Setelah memikirkannya, ia berencana mencari sebuah peta yang berisikan tempat-tempat penting yang terdapat di 'Wynciouft Land'.
__ADS_1
"Falext!" Ucap Ravettha.
"Ya, master?" Tanya Falext.
"Apakah kau mempunyai peta 'Wynciouft Land'?" Tanya Ravettha.
"Tentu saja." Ucap Falext yang langsung mencari peta tersebut dengan sangat cepat.
"Ini peta yang anda cari, master." Ucap Falext dengan memberikan segulung kertas yang merupakan peta wilayah 'Wynciouft Land'.
Saat Ravettha membuka gulungan peta tersebut, ia sedikit terkejut dengan isi peta tersebut.
Di dalam peta tersebut terdapat banyak bangunan penting, seperti kerajaan, perpustakaan, gedung penyimpan cadangan bahan pokok, toko-toko, dan rumah penduduk yang lumayan banyak.
"Jika mereka pernah membangun sebanyak ini... Mungkinkah populasi mereka juga termasuk sangat banyak?" Pikir Ravettha.
"Falext!
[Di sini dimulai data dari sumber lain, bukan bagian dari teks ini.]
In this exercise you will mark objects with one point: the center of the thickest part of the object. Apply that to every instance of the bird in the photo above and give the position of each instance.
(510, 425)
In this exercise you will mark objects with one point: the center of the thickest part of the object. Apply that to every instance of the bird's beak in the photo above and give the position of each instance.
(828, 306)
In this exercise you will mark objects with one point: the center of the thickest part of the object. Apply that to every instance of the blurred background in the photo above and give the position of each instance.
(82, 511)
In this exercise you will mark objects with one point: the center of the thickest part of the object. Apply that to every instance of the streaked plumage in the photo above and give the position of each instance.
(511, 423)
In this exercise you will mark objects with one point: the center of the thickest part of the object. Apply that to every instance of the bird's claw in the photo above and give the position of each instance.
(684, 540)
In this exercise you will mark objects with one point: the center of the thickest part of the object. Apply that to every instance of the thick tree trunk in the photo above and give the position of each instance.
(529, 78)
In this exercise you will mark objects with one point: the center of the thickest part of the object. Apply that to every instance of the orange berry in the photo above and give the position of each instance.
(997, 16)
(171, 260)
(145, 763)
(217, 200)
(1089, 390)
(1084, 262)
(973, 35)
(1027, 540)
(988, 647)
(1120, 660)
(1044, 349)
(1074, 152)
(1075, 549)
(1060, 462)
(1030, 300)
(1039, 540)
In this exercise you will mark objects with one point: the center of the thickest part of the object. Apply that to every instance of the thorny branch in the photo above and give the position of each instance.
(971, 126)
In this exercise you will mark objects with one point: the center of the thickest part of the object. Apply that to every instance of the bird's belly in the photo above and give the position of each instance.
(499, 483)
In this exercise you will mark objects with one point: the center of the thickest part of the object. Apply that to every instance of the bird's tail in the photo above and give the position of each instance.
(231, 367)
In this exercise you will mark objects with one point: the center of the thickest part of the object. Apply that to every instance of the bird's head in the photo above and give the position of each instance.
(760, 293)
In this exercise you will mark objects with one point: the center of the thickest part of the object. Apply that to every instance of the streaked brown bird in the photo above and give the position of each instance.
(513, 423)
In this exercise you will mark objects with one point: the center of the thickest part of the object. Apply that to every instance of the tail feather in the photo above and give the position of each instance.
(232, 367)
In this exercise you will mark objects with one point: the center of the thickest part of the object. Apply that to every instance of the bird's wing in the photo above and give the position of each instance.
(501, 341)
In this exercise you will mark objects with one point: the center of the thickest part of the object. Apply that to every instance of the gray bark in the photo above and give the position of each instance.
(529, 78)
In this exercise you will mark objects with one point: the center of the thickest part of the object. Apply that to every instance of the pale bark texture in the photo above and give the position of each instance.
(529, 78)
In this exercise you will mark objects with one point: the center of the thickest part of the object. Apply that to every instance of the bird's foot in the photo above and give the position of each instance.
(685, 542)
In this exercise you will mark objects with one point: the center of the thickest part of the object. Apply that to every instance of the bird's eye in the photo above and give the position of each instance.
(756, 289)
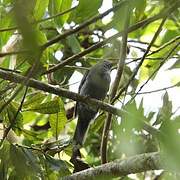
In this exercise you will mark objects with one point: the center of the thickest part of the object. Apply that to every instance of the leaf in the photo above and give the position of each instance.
(21, 165)
(57, 165)
(40, 9)
(165, 111)
(34, 99)
(98, 123)
(85, 10)
(59, 6)
(74, 44)
(57, 121)
(133, 117)
(11, 113)
(175, 65)
(49, 107)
Berapa jumlah seluruh populasi penduduk di 'Wynciouft Land'?" Tanya Ravettha dengan sangat penasaran.
"Jumlah mereka sekitar 28.465 orang." Ucap Falext.
"Ternyata jumlah mereka lumayan banyak." Pikir Ravettha.
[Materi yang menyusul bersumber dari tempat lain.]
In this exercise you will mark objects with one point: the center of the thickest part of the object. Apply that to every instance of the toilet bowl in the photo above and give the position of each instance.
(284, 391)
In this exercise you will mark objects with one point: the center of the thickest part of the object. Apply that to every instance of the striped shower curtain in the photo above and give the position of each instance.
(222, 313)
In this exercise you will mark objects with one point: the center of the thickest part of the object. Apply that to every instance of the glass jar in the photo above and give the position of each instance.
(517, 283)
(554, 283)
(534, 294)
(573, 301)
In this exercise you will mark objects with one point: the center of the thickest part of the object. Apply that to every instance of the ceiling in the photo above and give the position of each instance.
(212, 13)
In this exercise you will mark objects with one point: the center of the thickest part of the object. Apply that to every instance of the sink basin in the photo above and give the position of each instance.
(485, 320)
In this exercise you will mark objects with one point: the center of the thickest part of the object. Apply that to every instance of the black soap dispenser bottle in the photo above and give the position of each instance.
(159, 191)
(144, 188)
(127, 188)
Setelah memikirkan hal tersebut, Ravettha melihat Tuan Ananta yang berencana pergi ke suatu tempat.
"Hei, ikut aku! Akan kutunjukkan tempat yang bagus untuk bertahan hidup selama tiga hari kedepan!" Ucap Tuan Ananta.
"Tentu!" Ucap Ravettha yang langsung mengikutinya dengan cepat.
Mereka berdua pergi dengan melewati hamparan salju yang tebal.
Saat mereka berdua berjalan melewati hamparan salju tersebut, tiba-tiba badai salju yang besar muncul dengan sangat cepat.
"Hei, pakai ini! Cepat!" Ucap Tuan Ananta yang memberikan sebuah jubah kepada Ravettha dan memakai jubah miliknya juga.
Dengan spontannya, Ravettha langsung mengambil jubah tersebut dan memakainya dengan cepat.
Setelah memakai jubah tersebut, ia langsung menarik tangan Tuan Ananta untuk berteleportasi menuju tempat yang banyak penduduknya.
Tuan Ananta yang terkejut setelah mengetahui bahwa Ravettha dapat berteleportasi dengan jarak yang cukup jauh dari badai tersebut.
"Anak ini... Ternyata cukup hebat juga! Dia bahkan bisa berteleportasi dengan kecepatan tinggi tanpa serpihan badai salju yang ikut terpindahkan!" Pikir Tuan Ananta dengan melirik ke arah Ravettha dengan tatapan tajamnya.